Political turning points are often hard to recognize. Sometimes events that seem certain to have a redefining impact on political allegiances turn out not to do so. Sometimes a turning point proves to be, as historian G. M. Trevelyan said of the Revolutions of 1848, a “turning-point at which modern history failed to turn.” In terms of political realignment, the attacks of September 11, 2001 now appear to have been such a non-turning point. Results of the 2004 presidential election almost matched those of 2000. The horror of 9-11 certainly had a political impact. Without it, it is unlikely that George W. Bush would have been reelected. But the attack did little to shift the political balance.
The “Culture War” that Republicans have so adroitly turned to their political advantage has always been largely illusory. On a map, Hollywood and Haight-Ashbury appear to be a continent away from Wall Street and Madison Avenue. In fact, the locales are right around the corner from each other. The hedonism preached by the Counterculture and Hollywood has long been virtually indistinguishable from that pushed by corporate America and its advertisers.
It is the side that becomes linked to extremism that suffers. For decades Republicans have succeeded (with, to be sure, the assistance of many Democrats) in linking the Democratic party with what has been painted as the extremist position on one side of the putative war. Now, the weighted shoe of extremism is clearly on the other foot. Those who would stand in the way of the promise of saving and improving millions of lives in the name of being “pro-life” reveal themselves to be extremists by any reasonable definition.

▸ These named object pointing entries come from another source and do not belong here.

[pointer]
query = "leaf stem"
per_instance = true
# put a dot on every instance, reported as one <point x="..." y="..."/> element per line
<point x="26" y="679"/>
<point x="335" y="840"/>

The nation had already been brought to the tipping point by a series of extremist stances by prominent Republicans: the exploitation by Tom Delay and so many others of Terri Schiavo, Texas Senator John Cornyn suggesting that violent attacks on judges are an understandable reaction to their “raw political or ideological decisions,” Oklahoma Senator Tom Coburn calling for impeaching judges who make decisions “Christians” do not like (Sen. Coburn’s Chief of staff went a step farther, declaring, “"I'm a radical! I'm a real extremist. I don't want to impeach judges. I want to impale them!”), Rev. Pat Robertson saying that Federal judges are a more serious threat to America than Al Qaeda and the Sept. 11 terrorists. The list goes on.
But it is now the divide over stem-cell research at a time when its promise for untold benefits has become so clear that brings into focus much more clearly than anything in the past how far from the mainstream of common sense the religious right has pulled the Republican party.
When the Democrats win in 2006 and 2008, they should send thank-you cards to Hwang Woo-suk.